Fig. 2.10.2.1.1 Monte Carlo Sampling input panel.

Latin Hypercube Sampling (LHS)

The conventional Monte Carlo method generates each sample independently, which may produce undesired clusters and gaps between the samples arising from the sampling variability. On the other hand, Latin hypercube sampling (LHS) aims to prevent those gaps and clusters by ‘evenly’ spreading out the samples throughout the whole input domain. This can significantly reduce the sampling variability and facilitate faster convergence of the probabilistic statistics. In particular, LHS divides the input domain of each variable into N intervals with equal probability and locates the samples such that only one sample lies on each interval. This strategy forces the samples to be more uniformly spread across the domain. In general, LHS is encouraged over MCS as it provides unbiased estimation with a smaller standard error. For example, this article suggests that the convergence rate of a sample mean is about quadratically faster with LHS than with Monte Carlo simulation. However, it is noted that one drawback of LHS is that there is no closed-form expression to quantify the error level of the estimators. This means that the user may need to perform multiple batch samplings to quantify the error from the sample variability

../../../../_images/Sampling_LHS1.png

Fig. 2.10.2.1.2 Monte Carlo sampling vs. Latin hypercube sampling

Fig. 2.10.2.1.3 shows the input panel corresponding to the Latin hypercube sampling (LHS) scheme. Two input parameters need to be specified: (1) the number of samples of the output to be produced, which is equal to the number of times the model is evaluated, and (2) the seed for the pseudo-random number generator.

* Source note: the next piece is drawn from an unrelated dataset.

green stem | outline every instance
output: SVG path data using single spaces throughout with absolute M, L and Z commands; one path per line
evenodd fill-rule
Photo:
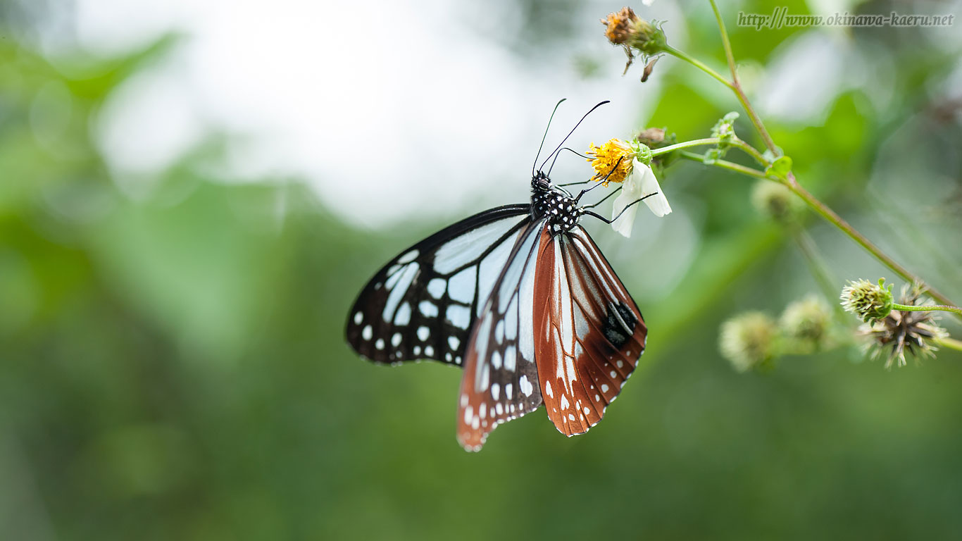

../../../../_images/fwLHS.png

Fig. 2.10.2.1.3 Latin Hypercube Sampling input panel.

Gaussian Process Regression (GPR)

For the problems in which computationally expensive models are involved, conventional sampling schemes such as LHS and MCS can be extremely time-consuming. In this case, a surrogate model can be constructed based on a smaller number of simulation runs, and then the surrogate model can be used to efficiently generate a larger number of samples replacing the expensive simulations.

Gaussian Process Regression (GPR), also known as Kriging is one of the well-established surrogate techniques, which constructs an approximated response surface based on Gaussian process modeling and covariance matrix optimizations. Fig. 2.10.2.1.4 shows the input panel for the GPR model that consists of training and sampling panels.

../../../../_images/fwGP.png

Fig. 2.10.2.1.4 GPR forward propagation input panel.

In the Surrogate Training Data panel, the users specify the number of samples of the output of the computationally expensive model to be either Monte Carlo Sampling or Latin Hypercube Sampling to generate sample output values from the computationally expensive model, which, along with the corresponding input values are used to train the surrogate models.

Other surrogate models, different from Gaussian process regression are also available in the drop-down menu titled Surface Fitting Method. All these surrogate models utilize either Monte Carlo Sampling or Latin Hypercube Sampling to generate sample output values, which, along with the corresponding input values are used to train the surrogate models.

Polynomial Chaos Expansion (PCE)

Polynomial Chaos Expansion (PCE) is another surrogate model that can replace the expensive simulation model. Similar to the input GPR panel, the input panel for the PCE model shown in Fig. 2.10.2.1.5 consists of training and sampling parts. The input parameters in the surrogate training data set specify the dataset used for training the surrogate model, while the parameters in the surrogate sampling data are related to the samples generated using the surrogate. Extreme care must be taken in specifying the parameters of the training dataset to result in an accurate approximation.

../../../../_images/fwPCE.png

Fig. 2.10.2.1.5 PCE forward propagation input panel.

If the user is not familiar with the training parameters of the surrogates, it is recommended to refrain from using the surrogates (PCE in particular) and to instead use conventional sampling approaches such as MCS and LHS, despite a higher computational cost.